The waitstaff is notable for their big-city professionalism. Mike, who seems to head things up in the front of the house, is among the best waiters in Maine. Whether he is discussing where you might sit, explaining the dishes, parsing the great little wine list, or describing the gardens where Mia’s grows its own vegetables, you feel reassured that your evening is in very good hands. He guided us to a terrific red, dry but tasting of black currant, called “Spellbinder.”

The hands in the kitchen are also clearly skilled and have a flair for presentation. They like to stack things. Even if Mia’s did not have its own garden, I would risk salmonella to order the incredible fried mozzarella capri salad with tomato. The cheese is given enough breading and time in the hot oil to remind you of a great bar snack, but it is stacked gorgeously with smears of garlicky fresh pesto, sweet juicy tomato, and bitter greens. A thin lobster bisque was simple and wonderful.

Mia’s has divided its entrees into two categories. The very affordable ($15) small entrees are not actually very small. A wild king salmon, well-seared but terrifically moist, was great with just a bit of lemon caper butter. The beets were earthier than the typical sugary large-farm version. The root’s color and taste were consonant with the greens. A creamy orzo risotto was not too heavy for summer.

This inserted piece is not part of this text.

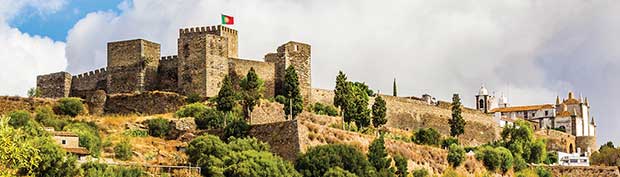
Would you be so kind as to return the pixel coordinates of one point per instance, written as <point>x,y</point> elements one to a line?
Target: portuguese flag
<point>227,20</point>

Larger entrees run $18 to $24 and differ only by offering a bit more of everything: protein, starch, and vegetable. A soft, buttery tilefish perched on a “hashbrown” of shaved potato with colorful pickled vegetables is one of the best dishes I have had this year. Chicken breast, pounded flat and folded over a handful of crab, got a bit lost under a thick, sweet sherry-tomato sauce. Served with terrific, bitter, sautéed arugula, and garlic mashed potatoes, this dish was a little heavy for this time of year. Large scallops were seared a lovely golden brown. They came with a different risotto, this one softer and cheesier, and sweet-crisp snap peas served with their greens.